Last month I suggested in Wall Street Traders Trust Computers, Why Don’t Lawyers? that the time has come to rely on automated document review in discovery. A comment by Keith H. Mullen of Winstead Attorneys raises a great question, which I address here. 

[I drafted this post before the New York Times article yesterday (5 March 2011), Armies of Expensive Lawyers, Replaced by Cheaper Software. I will discuss that at the end of this post.]

Mr. Mullen commented:

“Good comment and question. My first thought: predictive coding should be one screening tool – but like artificial intelligence, it is ‘artificial’ – at some point, there are subtle issues that even humans view differently – don’t reasonable people disagree? So, just as the artificial intelligence movement failed (even Susskind moved on), at some point it takes a human being to be the ultimate judge or screener. What do you think?”

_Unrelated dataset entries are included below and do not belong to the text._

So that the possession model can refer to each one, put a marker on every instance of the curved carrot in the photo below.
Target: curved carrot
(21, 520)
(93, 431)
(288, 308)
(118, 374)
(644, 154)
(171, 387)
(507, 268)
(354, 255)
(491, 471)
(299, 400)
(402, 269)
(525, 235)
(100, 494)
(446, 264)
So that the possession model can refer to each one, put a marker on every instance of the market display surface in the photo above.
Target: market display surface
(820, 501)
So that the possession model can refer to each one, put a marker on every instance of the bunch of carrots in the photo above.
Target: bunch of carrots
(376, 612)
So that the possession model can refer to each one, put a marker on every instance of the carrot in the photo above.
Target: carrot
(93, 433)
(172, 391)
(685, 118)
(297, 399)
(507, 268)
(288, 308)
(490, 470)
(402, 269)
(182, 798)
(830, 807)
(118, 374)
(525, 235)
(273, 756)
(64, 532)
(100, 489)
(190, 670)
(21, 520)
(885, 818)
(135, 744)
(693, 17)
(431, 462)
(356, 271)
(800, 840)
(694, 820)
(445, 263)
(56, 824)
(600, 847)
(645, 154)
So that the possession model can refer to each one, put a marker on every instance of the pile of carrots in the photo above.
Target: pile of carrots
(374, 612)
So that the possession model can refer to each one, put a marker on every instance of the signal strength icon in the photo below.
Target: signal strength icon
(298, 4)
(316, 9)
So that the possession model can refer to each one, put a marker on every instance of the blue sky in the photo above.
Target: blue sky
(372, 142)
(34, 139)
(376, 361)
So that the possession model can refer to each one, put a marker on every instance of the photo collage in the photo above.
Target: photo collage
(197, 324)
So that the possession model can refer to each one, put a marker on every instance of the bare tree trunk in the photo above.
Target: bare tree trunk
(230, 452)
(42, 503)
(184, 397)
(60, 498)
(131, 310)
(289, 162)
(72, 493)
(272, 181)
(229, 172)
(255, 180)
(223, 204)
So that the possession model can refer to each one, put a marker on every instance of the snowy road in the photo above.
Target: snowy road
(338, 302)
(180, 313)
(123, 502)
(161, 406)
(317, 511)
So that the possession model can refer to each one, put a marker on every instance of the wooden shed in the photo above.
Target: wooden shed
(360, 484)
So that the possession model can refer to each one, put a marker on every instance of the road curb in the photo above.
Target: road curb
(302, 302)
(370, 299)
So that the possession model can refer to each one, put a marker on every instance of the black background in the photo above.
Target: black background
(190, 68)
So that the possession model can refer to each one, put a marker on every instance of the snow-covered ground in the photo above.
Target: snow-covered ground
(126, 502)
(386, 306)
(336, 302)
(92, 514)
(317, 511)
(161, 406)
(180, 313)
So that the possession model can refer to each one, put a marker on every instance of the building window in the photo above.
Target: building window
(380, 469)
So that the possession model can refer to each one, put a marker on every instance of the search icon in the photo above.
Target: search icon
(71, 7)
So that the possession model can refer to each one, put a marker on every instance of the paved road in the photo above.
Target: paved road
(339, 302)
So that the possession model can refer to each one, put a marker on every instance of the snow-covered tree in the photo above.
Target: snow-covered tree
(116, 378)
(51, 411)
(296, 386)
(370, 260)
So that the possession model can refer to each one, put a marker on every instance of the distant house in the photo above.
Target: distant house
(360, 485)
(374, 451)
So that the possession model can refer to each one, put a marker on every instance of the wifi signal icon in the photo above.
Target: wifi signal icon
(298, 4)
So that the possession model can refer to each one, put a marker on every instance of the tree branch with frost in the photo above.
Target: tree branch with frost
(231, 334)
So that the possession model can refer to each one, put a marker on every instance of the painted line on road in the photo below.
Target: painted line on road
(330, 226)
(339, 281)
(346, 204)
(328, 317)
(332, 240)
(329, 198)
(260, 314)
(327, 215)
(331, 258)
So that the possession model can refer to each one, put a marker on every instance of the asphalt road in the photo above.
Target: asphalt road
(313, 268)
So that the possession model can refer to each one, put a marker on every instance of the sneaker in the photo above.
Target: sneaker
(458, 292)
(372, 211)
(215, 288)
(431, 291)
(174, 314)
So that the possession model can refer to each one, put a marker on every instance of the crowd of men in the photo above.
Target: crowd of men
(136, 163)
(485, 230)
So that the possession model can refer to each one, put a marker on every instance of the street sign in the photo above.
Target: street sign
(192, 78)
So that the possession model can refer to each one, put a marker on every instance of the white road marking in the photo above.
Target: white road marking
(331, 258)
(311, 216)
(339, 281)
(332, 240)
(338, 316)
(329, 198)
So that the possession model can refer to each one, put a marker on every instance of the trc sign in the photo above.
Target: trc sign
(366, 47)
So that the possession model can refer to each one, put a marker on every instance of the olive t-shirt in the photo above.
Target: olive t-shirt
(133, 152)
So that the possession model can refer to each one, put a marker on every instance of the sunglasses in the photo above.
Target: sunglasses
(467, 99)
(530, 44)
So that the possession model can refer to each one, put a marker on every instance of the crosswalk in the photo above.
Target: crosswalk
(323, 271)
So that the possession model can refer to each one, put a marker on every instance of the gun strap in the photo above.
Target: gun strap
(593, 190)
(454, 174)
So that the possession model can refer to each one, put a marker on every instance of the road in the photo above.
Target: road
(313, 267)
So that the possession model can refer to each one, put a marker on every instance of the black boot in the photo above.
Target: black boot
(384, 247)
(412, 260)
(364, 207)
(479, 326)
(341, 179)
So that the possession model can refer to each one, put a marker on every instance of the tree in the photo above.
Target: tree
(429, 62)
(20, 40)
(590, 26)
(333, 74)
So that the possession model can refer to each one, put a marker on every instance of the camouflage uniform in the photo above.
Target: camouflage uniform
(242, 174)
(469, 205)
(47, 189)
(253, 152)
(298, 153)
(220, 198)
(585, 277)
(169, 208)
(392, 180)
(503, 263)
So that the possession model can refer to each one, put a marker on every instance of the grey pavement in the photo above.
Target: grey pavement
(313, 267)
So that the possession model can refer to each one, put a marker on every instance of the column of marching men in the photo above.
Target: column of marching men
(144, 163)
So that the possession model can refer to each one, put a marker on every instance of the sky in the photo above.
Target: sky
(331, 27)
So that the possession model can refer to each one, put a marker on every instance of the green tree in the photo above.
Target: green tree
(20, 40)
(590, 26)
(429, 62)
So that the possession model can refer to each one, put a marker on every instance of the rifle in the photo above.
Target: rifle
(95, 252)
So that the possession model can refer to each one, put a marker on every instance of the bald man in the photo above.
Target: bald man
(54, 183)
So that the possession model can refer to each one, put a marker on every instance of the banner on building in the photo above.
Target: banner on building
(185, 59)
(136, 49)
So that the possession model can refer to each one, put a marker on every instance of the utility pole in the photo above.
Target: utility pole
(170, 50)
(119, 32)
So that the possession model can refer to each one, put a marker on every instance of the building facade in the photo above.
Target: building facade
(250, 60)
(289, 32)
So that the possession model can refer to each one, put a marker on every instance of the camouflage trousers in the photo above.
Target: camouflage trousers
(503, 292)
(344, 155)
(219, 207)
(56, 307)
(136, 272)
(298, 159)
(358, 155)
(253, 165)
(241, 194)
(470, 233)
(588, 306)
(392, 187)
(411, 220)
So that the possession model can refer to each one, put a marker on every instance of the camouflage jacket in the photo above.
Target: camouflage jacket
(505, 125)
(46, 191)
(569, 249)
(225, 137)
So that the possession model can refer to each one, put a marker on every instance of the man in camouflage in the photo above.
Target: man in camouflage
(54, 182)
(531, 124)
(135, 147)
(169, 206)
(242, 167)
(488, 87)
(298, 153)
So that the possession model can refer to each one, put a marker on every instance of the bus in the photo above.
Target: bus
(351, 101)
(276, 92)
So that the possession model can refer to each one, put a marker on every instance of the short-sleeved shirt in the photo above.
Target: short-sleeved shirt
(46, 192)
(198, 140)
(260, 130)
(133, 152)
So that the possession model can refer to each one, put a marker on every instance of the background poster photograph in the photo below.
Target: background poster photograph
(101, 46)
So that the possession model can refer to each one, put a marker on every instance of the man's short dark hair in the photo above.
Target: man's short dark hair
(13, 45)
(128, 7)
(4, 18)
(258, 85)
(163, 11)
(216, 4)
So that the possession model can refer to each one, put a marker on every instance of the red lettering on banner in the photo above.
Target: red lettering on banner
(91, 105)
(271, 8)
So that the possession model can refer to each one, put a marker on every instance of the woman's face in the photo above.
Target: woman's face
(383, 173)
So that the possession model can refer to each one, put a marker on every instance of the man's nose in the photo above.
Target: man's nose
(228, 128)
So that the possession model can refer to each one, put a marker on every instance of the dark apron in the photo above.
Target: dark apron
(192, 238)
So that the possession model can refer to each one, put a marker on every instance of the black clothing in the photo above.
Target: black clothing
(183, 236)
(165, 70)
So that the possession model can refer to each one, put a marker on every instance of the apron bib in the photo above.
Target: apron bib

I am not entirely sure of the ‘right’ response to Mr. Mullen’s comment. Consider how the TREC study, an e-discovery full-text evaluation sponsored by NIST, deals with document designation challenge. It names a senior law as the ‘topic authority’ who is the arbiter of document designations. By naming one and only one person with final say, TREC avoids the problem of conflicting expert opinions.

Mr. Mullen is indeed correct that two or more human experts often reach different conclusions. In a case with multiple topic authorities who do not agree on a document designation, I can think of two possibilities:

  • with enough work, they could reach unanimous agreement or
  • no amount of work suffices to reach unanimity.

If the former is true, then I suspect we could extract the underlying ‘know-how’ or logic and embed that logic in a computer system. Whether economics and practical considerations actually so allows is a different issue. If the latter is true, then presumably a majority vote of the experts wins.

“Majority wins” is bred in our bones but is not an empirically sound basis to reject the analysis of sufficiently sophisticated software, especially where that software embeds the heuristics of multiple experts. Given the cost of actually causing multiple topic authorities to review more than a small sample of documents, I suggest society is better off relying on computers.

If the experts mainly agreed and if computer designations frequently varied from the expert consensus, then I would reject computerized review. The limited empirical studies to date, however, suggest that experts rarely reach consensus and that computers are more consistent at document review. That is, computers may not t always get the right answer but that does not mean we are better off with the divergent views of multiple topic authorities.

So I will stick with the conclusion of my prior post that “courts should reverse the presumption. They should presume that predictive coding is reliable. The burden of proof should shift to predictive coding opponents to show that it is not reliable.” Let the proponents of human review explain to the court why diverging expert views is better than consistent computers.

The Times article does not present information new to e-discovery professionals It is important though because of the impact it might have on not just the substantive discussion but who is in on the discussion of predictive coding. When CEOs and CFOs read it, they may well ask their GCs, “are you doing that that articles talks about?” GCs will find that they likely have to explain and quantify the risk of relying more heavily on computers. Today, I suspect that many a GC is not well prepared for that conversation.